Şaka bir yana bir iş yapılırken mutlaka sorunlar olur ama bir de yabancı ülkelerdeki sistemi görüyorum ve ah ediyorum. 24 saat çalışma sistemleri var adamlarda. Ana arterler 24 saat çalışılıp hallediyorlar. İşçisi de ona göre vardiya alıp ona göre izin yapıyor.
Bizde Cuma saat 17.00’de kazma kürek bırakılıyor; ta ki Pazartesi sabah 8’e kadar. Böyle olunca da iş büyüyor, zorlaşıyor, inşaların hayatları olumsuz yönde etkileniyor.
Akçaabat Caddesi’nin yapımına başlanıldığından beri bunu yaşamayan Akçaabatlı kalmamıştır. Ne olur vardiya artırıp erken hallolsa bu işler?
Birde sokak aralarında tek yönlü yol çalışmaları vardı milattan önceki yıllarda, sanırım henüz o da 0 yılına erişemedi.
Akçaabat büyüyor fakat iş yapmak konusu bir o kadar geri gidiyor.
Ben de her hafta buradan veryansın ediyorum. Kimi duyuyor kimi de duymazlıktan gelip yatıyor kulağının üstüne.

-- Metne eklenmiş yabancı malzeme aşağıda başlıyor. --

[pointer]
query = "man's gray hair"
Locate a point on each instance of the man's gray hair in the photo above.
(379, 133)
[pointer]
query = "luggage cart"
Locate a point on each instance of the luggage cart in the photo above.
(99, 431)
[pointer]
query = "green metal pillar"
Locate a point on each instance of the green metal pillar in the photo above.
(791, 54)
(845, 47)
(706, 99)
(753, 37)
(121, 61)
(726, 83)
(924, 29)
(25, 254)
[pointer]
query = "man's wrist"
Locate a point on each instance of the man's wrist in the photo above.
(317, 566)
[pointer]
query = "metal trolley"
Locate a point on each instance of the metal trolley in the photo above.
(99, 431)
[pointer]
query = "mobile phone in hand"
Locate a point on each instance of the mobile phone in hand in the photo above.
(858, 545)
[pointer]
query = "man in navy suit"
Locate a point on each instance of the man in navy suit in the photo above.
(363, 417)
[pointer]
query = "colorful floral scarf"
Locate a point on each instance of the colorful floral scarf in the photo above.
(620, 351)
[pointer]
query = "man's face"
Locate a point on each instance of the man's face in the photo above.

Geçtiğimiz hafta Ortamahelle için tretuvar çalışmaları sırasında bir fotoğraf çekilmiş: Minicik kaldırım ve kaldırımın ortasında elektrik direği. Şehirde bazı şeyler değişiyor, gelişiyor ama bürokrasinin aynı yerde sayıkladığının bir belgesidir adata o direk. Sizler de fark etmişsinizdir sokakların neredeyse ortasında kalan onlarca direk olduğunu.
Cevap hazır: Proje var, yapılacak, ödenek yok. Yıllardır bu özel şirketlere ödediğimiz paralarla kendi villalılarının ve geleceklerini garanti aldatına alanların elbette derdi halk olmayacak.
Elektrik demişken düşünün elektrik trafolarını çocuk oyun parkları içine yapıyoruz. Yani bunları da iktidar ve muhalefet yaparken oy birliğiyle karar veriyor sonra çıkıp açıklama dahi yapamıyorlar…
En hassas olunması gereken yerlerin durumu buyken var sen gerisini düşün.
Son olarak geçtiğimiz sayı manşete çektiğimiz Sayıştay raporundaki sahildeki otoparkların halkın olduğunun net uyarısı için Sayıştay müfettişine teşekkür ederken buna ses çıkarmayanları da kınıyorum.
Bu işletme sahiplerinin de iki kelimesinden birinin “biz Akçaabat’ı bakıyoruz” sözüne de çok içerliyorum ve diyorum ki yıllardır Akçaabatlının malından para kazanıp milyonlar elde ettiniz. Birde bunu fırsata çevirip bize otoparklar konusunda ayar vermeye kalkamayın. Bizi var eden siz değilsiniz ama siz var eden bu halktır. Ve bu halkın kimseye bir minnet borcu da yoktur.